Jane’s rape would end up being the fifth assault attributed to the East Area Rapist, but it was the first one worked by Shelby and Carol Daly, two detectives who would become inextricably linked to the series. A female detective with experience in sex crimes, Daly was a natural fit to conduct the victim interviews. Her people skills would eventually rocket her all the way to the job of undersheriff. Shelby, however, had a knack for pissing people off. He would call on colleagues to handle suspect interrogations, as his tended to devolve into chaos. He was always butting heads with “the fourth floor,” the top brass. His problems stemmed less from arrogance than plainspokenness. He lacked finesse. A childhood spent roaming a flat landscape empty of people could keep one from developing certain communication skills. “The ability to be tactful has always eluded me,” he says.
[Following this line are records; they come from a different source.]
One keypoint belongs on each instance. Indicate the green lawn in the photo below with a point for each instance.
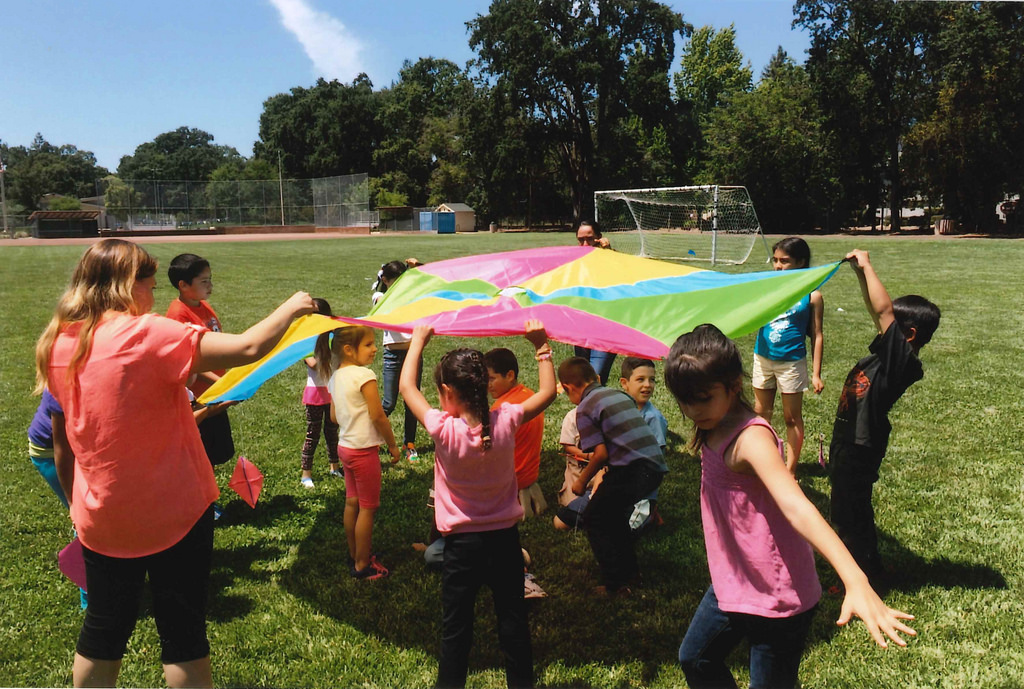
(284, 611)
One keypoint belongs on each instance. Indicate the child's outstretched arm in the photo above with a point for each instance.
(64, 456)
(817, 340)
(880, 306)
(596, 461)
(412, 395)
(756, 448)
(222, 350)
(545, 370)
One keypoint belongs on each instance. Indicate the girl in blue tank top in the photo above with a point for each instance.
(780, 353)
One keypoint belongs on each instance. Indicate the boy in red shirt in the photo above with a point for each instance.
(504, 386)
(192, 276)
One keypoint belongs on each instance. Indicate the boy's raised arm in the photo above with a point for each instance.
(880, 305)
(408, 388)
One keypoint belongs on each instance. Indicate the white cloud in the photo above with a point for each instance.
(333, 48)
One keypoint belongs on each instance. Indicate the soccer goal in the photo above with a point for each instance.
(681, 223)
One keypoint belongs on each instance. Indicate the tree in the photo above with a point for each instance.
(44, 168)
(866, 65)
(184, 154)
(120, 199)
(711, 72)
(969, 149)
(772, 141)
(421, 156)
(568, 66)
(329, 129)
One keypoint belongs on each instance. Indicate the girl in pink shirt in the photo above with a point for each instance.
(138, 480)
(476, 504)
(759, 528)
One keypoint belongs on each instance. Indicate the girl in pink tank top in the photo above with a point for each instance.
(759, 529)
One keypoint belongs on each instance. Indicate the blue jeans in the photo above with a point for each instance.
(600, 360)
(393, 360)
(776, 645)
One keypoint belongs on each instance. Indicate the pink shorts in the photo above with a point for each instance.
(363, 475)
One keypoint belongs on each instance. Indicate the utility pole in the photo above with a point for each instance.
(3, 200)
(281, 189)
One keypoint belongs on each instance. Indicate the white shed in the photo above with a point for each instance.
(465, 217)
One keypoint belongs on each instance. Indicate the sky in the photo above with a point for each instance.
(109, 75)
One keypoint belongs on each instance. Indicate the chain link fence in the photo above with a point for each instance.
(326, 202)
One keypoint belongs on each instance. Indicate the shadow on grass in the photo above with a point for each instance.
(238, 563)
(569, 629)
(907, 571)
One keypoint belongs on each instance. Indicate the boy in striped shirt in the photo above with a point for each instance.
(612, 433)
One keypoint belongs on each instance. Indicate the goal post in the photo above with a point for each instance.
(681, 223)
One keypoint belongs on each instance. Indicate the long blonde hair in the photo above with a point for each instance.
(102, 282)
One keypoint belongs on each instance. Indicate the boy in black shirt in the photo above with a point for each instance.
(872, 386)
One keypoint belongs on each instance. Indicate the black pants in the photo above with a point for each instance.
(853, 471)
(473, 560)
(607, 519)
(179, 579)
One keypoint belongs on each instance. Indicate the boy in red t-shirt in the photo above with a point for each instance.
(504, 386)
(192, 276)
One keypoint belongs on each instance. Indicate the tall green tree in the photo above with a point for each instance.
(421, 155)
(569, 67)
(866, 62)
(969, 149)
(326, 130)
(712, 71)
(185, 154)
(771, 140)
(43, 168)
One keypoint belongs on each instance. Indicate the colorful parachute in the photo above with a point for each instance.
(585, 296)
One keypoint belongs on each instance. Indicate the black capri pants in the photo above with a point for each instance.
(179, 578)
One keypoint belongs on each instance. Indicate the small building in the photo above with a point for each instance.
(465, 216)
(47, 224)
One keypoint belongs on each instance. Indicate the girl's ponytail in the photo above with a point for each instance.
(389, 271)
(482, 411)
(463, 371)
(322, 351)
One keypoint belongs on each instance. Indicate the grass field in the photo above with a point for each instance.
(285, 613)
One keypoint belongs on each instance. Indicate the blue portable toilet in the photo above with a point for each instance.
(445, 223)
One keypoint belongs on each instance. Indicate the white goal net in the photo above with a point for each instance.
(681, 223)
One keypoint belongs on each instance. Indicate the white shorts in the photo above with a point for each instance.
(788, 377)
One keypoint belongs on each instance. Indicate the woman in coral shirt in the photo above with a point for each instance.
(140, 486)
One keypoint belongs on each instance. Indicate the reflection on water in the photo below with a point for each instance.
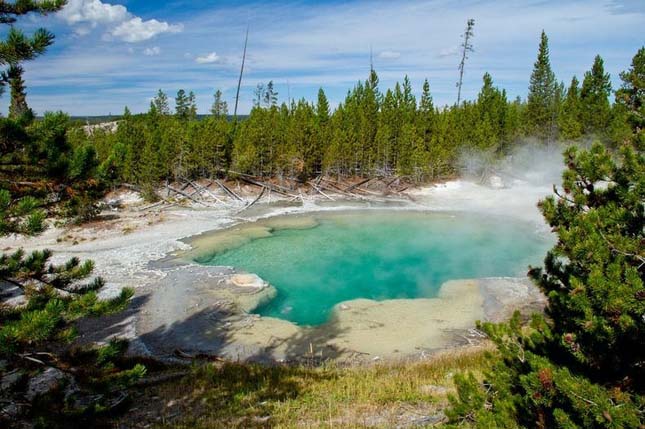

There were three more attacks in quick succession that October. At first many of his colleagues thought an unidentified serial offender known as the Early Bird Rapist was responsible, but Shelby knew they were up against a smarter and weirder man than the Early Bird. These were the days before criminal profiling, before terms like “signature” or “ritual behavior” became commonplace. Back then, investigators might say “the presence,” “the personality,” or “the smell of it.” What they meant was the precise and peculiar arrangement of details, as distinct as an odor—the experience of crime-scene déjà vu. There was the consistent physical description, of course. He was white, in his late teens or twenties, about five nine, with a medium, athletic build. Always in some sort of mask. Forced, angry whisper. Clenched jaw. When he got upset, his voice rose to a higher pitch. Small penis. There was the odd deportment—his voice was often hurried but his manner was not. He would open a drawer and stand looking at it for several minutes in silence. Reports of prowlers seen in the neighborhood around the time of an attack often included the detail that the prowler, once alerted that he’d been seen, left the area in a leisurely manner. “Totally unhurried,” one witness said.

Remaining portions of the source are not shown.